How do you access paper? – need a supervised searchroom, really, with all the costs that entails. And BS5454 storage. Digital preservation is actually cheaper than paper, if properly handled.

Digital records have a feature not present in paper ones, namely behaviour. A paper document is a fixed item, but digital documents are sometimes interactive, and for some of these the behaviour is an essential part of the meaning. Spreadsheets are a good example.

Also, for some organisations there is a legal aspect. If the original document is digital, then it has to be preserved digitally.

Chris Rushbridge in Ariadne, February 2006, accessed 19 Dec 07.

Rushbridge thinks that the digital preservation case has been over-argued, which has led to a backlash, and has also been counterproductive in that it makes digital preservation look far more expensive than it actually is; so no one then pays for it.

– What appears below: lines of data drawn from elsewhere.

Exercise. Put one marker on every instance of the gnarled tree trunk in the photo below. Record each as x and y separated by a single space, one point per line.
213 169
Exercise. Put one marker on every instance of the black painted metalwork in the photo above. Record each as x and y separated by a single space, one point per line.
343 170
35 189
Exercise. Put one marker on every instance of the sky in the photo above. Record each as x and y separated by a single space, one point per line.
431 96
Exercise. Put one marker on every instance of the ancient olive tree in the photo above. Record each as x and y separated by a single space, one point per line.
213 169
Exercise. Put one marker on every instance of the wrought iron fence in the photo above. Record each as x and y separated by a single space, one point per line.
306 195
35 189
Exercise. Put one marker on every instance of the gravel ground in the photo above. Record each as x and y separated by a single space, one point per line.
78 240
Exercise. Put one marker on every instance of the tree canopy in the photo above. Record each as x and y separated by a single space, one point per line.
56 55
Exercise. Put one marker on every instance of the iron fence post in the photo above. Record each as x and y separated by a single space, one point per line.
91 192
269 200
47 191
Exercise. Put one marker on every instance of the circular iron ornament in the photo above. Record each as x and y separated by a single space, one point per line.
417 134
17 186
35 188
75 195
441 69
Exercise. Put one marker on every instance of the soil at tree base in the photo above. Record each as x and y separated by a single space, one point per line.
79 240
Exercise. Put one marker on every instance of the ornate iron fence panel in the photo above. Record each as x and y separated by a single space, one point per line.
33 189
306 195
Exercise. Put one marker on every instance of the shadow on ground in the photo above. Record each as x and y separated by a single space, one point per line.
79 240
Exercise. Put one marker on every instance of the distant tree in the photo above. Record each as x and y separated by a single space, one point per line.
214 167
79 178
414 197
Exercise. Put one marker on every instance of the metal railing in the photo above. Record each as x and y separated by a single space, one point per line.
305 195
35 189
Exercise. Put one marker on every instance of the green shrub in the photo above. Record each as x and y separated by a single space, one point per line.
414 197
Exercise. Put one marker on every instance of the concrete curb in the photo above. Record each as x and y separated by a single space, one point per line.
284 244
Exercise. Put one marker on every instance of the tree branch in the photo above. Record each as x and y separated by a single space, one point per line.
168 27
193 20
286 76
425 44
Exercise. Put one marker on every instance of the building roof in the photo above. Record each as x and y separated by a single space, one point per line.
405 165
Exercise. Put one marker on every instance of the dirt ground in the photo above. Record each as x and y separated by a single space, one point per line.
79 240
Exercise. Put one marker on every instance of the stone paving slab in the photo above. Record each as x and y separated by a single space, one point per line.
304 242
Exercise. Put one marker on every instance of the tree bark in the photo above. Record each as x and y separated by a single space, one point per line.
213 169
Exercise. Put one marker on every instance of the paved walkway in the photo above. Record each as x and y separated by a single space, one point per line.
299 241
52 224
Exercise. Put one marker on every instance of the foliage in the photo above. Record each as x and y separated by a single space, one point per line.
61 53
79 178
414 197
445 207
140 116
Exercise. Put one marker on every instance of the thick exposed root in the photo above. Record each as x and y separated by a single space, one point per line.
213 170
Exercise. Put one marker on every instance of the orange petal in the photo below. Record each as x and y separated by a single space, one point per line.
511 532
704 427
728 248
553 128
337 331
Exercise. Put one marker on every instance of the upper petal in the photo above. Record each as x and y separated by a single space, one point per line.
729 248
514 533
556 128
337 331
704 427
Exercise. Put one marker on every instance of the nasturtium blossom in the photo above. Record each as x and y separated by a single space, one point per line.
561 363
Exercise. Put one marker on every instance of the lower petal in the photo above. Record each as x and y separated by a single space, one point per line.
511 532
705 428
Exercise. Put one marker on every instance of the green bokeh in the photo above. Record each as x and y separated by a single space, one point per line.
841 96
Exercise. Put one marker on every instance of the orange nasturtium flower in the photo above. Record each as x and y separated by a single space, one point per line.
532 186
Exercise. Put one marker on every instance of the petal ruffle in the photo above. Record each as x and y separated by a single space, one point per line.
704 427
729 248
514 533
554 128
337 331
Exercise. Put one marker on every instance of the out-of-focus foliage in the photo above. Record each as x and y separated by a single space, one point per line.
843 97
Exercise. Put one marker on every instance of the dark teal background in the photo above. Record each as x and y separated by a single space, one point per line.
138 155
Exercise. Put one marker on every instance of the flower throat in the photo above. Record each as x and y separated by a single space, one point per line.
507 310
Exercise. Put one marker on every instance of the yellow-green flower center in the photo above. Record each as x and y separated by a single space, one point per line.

File format change: Rushbridge challenges people to actually think of an old commercial file format which is genuinely unreadable today, rather than simply “obsolete”, which tends to be a euphemism for “difficult to retrieve.” Rushbridge defines unreadable as ‘total loss of information content,’ rather than just a partial loss. As far as I know, no one’s met his challenge. (File formats created for specific problems, or for devices like cameras, do indeed get unreadable quickly.) There is a perception that files are unreadable but that is just a perception. File formats have actually stabilised over the years, as the infomation revolution sorts itself out.

Migration: rather than every 3-5 years, this might only need to be done every 10-15 years. So it’s cheaper than we initially thought.

Fidelity: because there is no way of knowing what the future designated communities will actually be interested in, there is pressure to keep all aspects of a record, just in case. This is very expensive, so it leads to less funding, and fewer things preserved. So Rushbridge is in favour of dessicated formats, limiting the documents just to reduced sets of significant properties, but which are much easier to preserve. But keep the original bitstream as well. So, anyone who is just after data can see the desiccated format, and be happy, while the scholars after more exact properties can put the effort in to recapture the full functionality (and they are the ones who pay for it). It means you still have to keep good documentation and metadata. AA: seems a bit like our CALS policy, though I need to add a bit about keeping the original bitstream.

Costs: digital preservation is cheaper than paper [this is like my Domesday book example]. All preservation is expensive, but digital only seems expensive because it is new, and is not yet costed into anything. Paper archives and libraries are costed, and we have grown used to the costs. The biggest single problem in digital preservation is money, and that’s partly because it is short-term project funded. Also, we need to spend the money wisely. If we think in terms of 1000 years, then we end up paying loads on a handful of documents, so we lose more. Perhaps we should just think about the next generation, instead.